No, I'm not talking about Jim Bouton's sequel to the irreverent Ball Four. And I'm not disparaging the job Terry Francona has done with an injured lineup, a starting rotation only now coming together, and a bullpen solid at the back end and largely sordid at the front end.
The Boston Red Sox 2010, intriguing, playing hard, but crippled by injuries and an untimely West Coast trip that made fans (the ones not on vacation) tune in to bedtime not baseball.
This might be the best starting rotation the Sox have had in my lifetime, with a potential someday Hall of Famer in progress (Jon Lester), two very high end starters (Beckett and Lackey), a guy with absolutely filthy stuff (Buchholz), and the enigmatic but talented foreign important, Matsuzaka.
The excitement on the bases has been a no-show from injury and half the 'soul' of the team (Dustin Pedroia) kills himself to get back on the field, but can't hurry the process. It's a season where the fans have drunk the "devil's Kool-Aid" and wonder whether it's worth coming back for seconds.
Yes, the road trip had its moments, from a three game sweep of the Halos, to a potential 5-4 forceout turned into a 5-4-3 fielder's choice without an out, to a pair of Big Papi homers in a game to an erstwhile perfect game by Jon Lester torpedoed by AAA defense.

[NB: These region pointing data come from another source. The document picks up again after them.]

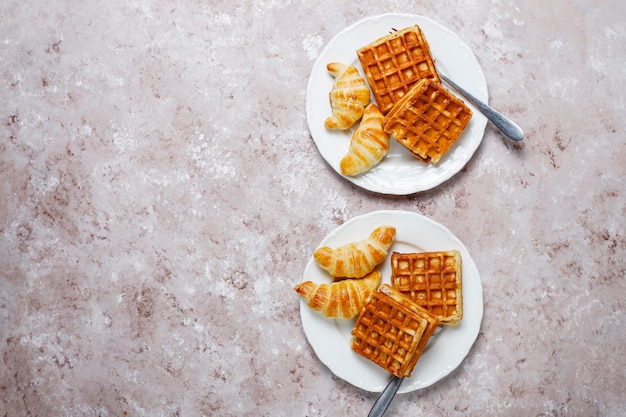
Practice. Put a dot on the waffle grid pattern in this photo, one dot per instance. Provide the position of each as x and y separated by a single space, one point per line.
394 64
431 279
389 333
428 121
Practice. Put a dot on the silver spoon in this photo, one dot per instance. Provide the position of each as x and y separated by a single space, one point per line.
383 401
506 126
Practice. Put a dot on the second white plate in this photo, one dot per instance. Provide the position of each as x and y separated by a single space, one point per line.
398 173
330 338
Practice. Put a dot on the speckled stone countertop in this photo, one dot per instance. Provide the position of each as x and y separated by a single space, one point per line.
161 195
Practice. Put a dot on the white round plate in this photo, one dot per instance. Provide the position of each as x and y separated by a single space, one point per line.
330 338
399 173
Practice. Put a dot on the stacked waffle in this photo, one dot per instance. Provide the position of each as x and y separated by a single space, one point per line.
395 325
394 322
421 114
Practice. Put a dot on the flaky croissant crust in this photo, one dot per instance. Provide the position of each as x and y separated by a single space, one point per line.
340 299
348 96
356 259
369 143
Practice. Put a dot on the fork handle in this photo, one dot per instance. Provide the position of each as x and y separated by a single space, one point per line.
506 126
383 401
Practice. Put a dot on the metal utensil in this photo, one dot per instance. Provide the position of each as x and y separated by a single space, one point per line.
506 126
385 397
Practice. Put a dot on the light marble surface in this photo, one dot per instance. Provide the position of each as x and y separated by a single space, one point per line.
161 195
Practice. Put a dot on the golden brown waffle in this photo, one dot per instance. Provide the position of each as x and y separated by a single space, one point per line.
428 120
394 63
433 280
392 331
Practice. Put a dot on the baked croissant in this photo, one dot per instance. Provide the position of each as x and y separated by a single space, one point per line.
369 143
356 259
348 97
340 299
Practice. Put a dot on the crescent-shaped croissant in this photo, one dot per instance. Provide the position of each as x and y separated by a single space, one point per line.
348 96
340 299
356 259
369 144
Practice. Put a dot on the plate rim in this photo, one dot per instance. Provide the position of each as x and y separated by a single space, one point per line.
431 176
472 328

The Sox aren't totally boring...the pitching is decent, ninth in ERA, and the defense seventh in fielding percentage. The offense excitement, even without a catcher who could hit for what seemed like forever, and with assorted other absentees, still generates the second most runs in the AL and the highest OPS.
Let's face facts...Sox fans are used to stars, and four-letter words like Cash, Hall, and Nava aren't...although Bill Hall has filled in admirably all over the field. Too bad he couldn't play catcher. Darnell McDonald and Eric Patterson are fine as fill ins, but don't satisfy adrenaline junkies in Baseball's Athens.

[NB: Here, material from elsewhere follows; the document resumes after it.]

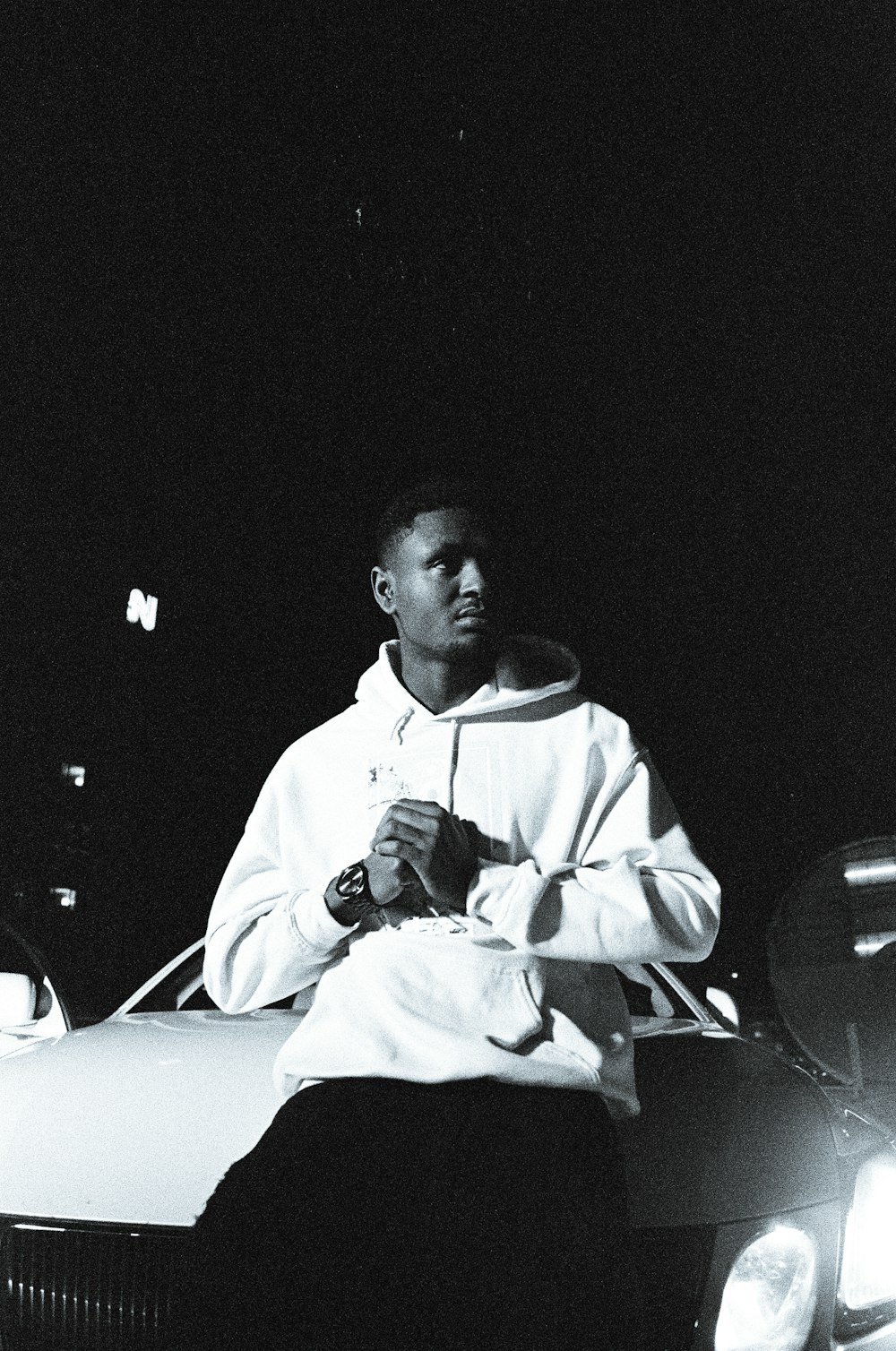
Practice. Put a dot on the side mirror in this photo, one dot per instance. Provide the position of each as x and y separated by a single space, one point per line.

Neither the joy of baseball, nor specifically "The Nation" has vanished; it's more like the excitement has behaved like dry ice, with excitement cooling via sublimation. Perhaps only the truest baseball aficionado can enjoy the 'sublime' play of overachieving reserves. If that's the case, then I'm simply not that enamored with a child's game played by too many men who don't seem to care enough and too often hide in the shadows when terms like performance enhancement come up. You'd think that the guys who don't cheat would be begging to be proven clean and bring the playing field level. I guess mostly, we'd think wrong.